Trois mois après son arrivée au pouvoir, le président mexicain Enrique Peña Nieto a envoyé un signal fort contre la corruption avec l'arrestation de la présidente du syndicat des enseignants, accusée d'avoir détourné 160 millions de dollars de cotisations de ses adhérents.

Considérée comme la femme la plus puissante du Mexique, Elba Esther Gordillo, 68 ans, est dirigeante du Syndicat national des travailleurs de l'enseignement (SNTE) depuis 1989. Elle a passé sa première nuit, celle de lundi à mardi, à la prison pour femmes de Santa Martha, à Mexico.

«La Maestra» (La Maîtresse) a été arrêtée lundi soir à la descente de son jet privé en provenance de San Diego, aux États-Unis, où elle possède plusieurs propriétés.
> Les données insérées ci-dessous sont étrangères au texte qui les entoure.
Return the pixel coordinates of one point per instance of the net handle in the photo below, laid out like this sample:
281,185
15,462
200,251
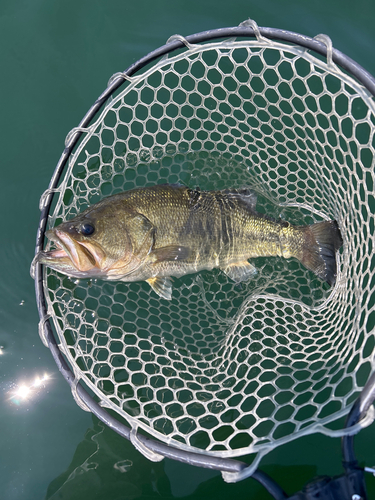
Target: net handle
247,30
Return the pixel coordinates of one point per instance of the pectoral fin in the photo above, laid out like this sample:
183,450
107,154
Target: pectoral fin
240,271
161,286
169,253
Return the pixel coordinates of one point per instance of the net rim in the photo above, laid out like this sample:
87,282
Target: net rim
354,69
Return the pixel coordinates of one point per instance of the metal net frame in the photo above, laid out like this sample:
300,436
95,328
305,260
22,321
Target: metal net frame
223,371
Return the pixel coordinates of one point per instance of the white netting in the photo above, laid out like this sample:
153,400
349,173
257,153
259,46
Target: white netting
222,368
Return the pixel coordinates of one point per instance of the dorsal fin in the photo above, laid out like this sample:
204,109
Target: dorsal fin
246,195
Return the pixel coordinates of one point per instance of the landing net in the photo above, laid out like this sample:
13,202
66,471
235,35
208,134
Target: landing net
224,370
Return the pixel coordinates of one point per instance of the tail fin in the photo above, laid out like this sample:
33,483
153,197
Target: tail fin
319,249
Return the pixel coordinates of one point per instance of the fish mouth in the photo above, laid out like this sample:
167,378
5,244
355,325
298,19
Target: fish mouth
71,256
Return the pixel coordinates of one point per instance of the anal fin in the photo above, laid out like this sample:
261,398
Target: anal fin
161,286
240,271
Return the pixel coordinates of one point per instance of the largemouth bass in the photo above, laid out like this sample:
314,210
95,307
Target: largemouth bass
165,231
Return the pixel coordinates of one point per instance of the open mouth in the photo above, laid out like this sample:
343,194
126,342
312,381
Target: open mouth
80,256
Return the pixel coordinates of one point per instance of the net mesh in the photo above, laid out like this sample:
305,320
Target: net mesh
222,368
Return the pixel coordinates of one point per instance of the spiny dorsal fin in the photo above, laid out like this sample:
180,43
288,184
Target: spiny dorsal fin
240,271
246,195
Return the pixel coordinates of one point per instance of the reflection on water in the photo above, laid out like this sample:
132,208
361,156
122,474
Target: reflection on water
28,390
105,466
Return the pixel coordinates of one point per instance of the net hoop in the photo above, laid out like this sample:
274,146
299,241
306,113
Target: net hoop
248,35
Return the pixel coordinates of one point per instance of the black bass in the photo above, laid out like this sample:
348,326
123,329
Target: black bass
157,232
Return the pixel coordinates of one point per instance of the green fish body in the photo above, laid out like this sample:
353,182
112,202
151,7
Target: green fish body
165,231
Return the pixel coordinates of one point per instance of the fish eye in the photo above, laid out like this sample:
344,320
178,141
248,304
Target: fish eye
87,229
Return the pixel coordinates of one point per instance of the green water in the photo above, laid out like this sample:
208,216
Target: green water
56,58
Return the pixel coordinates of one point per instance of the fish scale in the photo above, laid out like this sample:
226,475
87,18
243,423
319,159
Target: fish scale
163,231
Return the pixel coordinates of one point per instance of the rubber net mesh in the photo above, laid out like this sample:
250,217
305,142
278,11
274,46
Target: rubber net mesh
222,368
Elle est accusée d'avoir détourné deux milliards de pesos (environ 160 millions de dollars américains) provenant des fonds syndicaux.

Les partis politiques et la plupart des journaux ont salué une décision «courageuse» envers une personnalité controversée, haïe mais crainte.

Parallèlement et grâce à sa carrière syndicale, Elba Esther Gordillo a joué un rôle éminent dans la vie politique mexicaine, ayant négocié de puissance à puissance avec cinq présidents mexicains successifs, forte des quelque 1 400 000 adhérents du SNTE, l'un des plus puissants syndicats d'Amérique latine.

Elle a notamment dirigé le Parti révolutionnaire institutionnel (PRI, au pouvoir) entre 2002 et 2005, a été sénatrice et aussi chef de son groupe parlementaire à la Chambre des députés. Après sa rupture avec le PRI, elle avait fondé son propre parti politique, Nouvelle Alliance.

Son pouvoir était tel que lors de l'élection présidentielle de 2006, beaucoup lui ont attribué l'étroite victoire du conservateur Felipe Calderon, acquise par une marge de moins de 1 %.

La somme que la Maestra est accusée d'avoir détournée, avec l'aide de prête-noms et à travers des comptes en Suisse et au Liechtenstein, ne représente peut-être que la pointe émergée d'un iceberg, sur lequel les pouvoirs précédents ont fermé les yeux : le dossier d'accusation ne concerne que 2 des 81 comptes bancaires du SNTE.

Le message lancé par le nouveau pouvoir mexicain a été résumé par le ministre de la Justice annonçant l'arrestation de La Maestra : «Personne n'est au-dessus de la loi».

L'arrestation de Mme Gordillo est aussi un coup porté au Parti action nationale (PAN, conservateur) qui a exercé le pouvoir pendant 12 ans avec deux présidents, Vicente Fox (2000-2006) et Felipe Calderon (2006-2012), et qui avait fait de La Maestra une interlocutrice privilégiée du pouvoir.

Reste à savoir si ce «coup de maître», comme le titre mardi le quotidien Reforma, est le signal d'une action durable contre la corruption ou une action contre une dirigeante syndicale opposée à la réforme éducative promulguée lundi. Cette nouvelle loi prévoit un meilleur contrôle de compétence des enseignants, mesure à laquelle Mme Gordillo entendait s'opposer frontalement.

Le commentateur de Reforma Sergio Sarmiento se demandait mardi si des actions de ce type vont intervenir «contre d'autres leaders syndicaux qui ont fait étalage d'une grande richesse personnelle».

L'attention va se porter inévitablement sur le secrétaire général du syndicat des travailleurs du pétrole, Carlos Romero Deschamps, autre dirigeant syndical controversé pour son train de vie. Actuellement sénateur du PRI, il a, selon Sarmiento, «offert toutes les signes nécessaires de loyauté au président Peña Nieto».

L'analyste politique José Antonio Crespo a dit à l'AFP que la procédure contre Mme Gordillo peut aussi bien déboucher sur un «renforcement de la présidence» que sur un «retour de l'autoritarisme» traditionnellement reproché au PRI, qui avait gouverné le Mexique sans partage pendant 71 ans jusqu'en 2000.

Pour Manuel Camacho Solis, autrefois figure du PRI, mais aujourd'hui proche du dirigeant de gauche Andres Manuel Lopez Obrador, «le signal parait frappant : c'est un acte de restauration de l'autorité présidentielle. Nous ne pouvons pas ne pas reconnaître ce fait et ne pas le soutenir», a-t-il dit à radio MVS.

Le ministre de la Justice, Murillo Karam, a rejeté sur Televisa les arrières-pensées politiques du pouvoir. Le seul problème est le détournement de fonds, a-t-il assuré : «C'est l'argent des travailleurs, nous agissons pour la défense de travailleurs».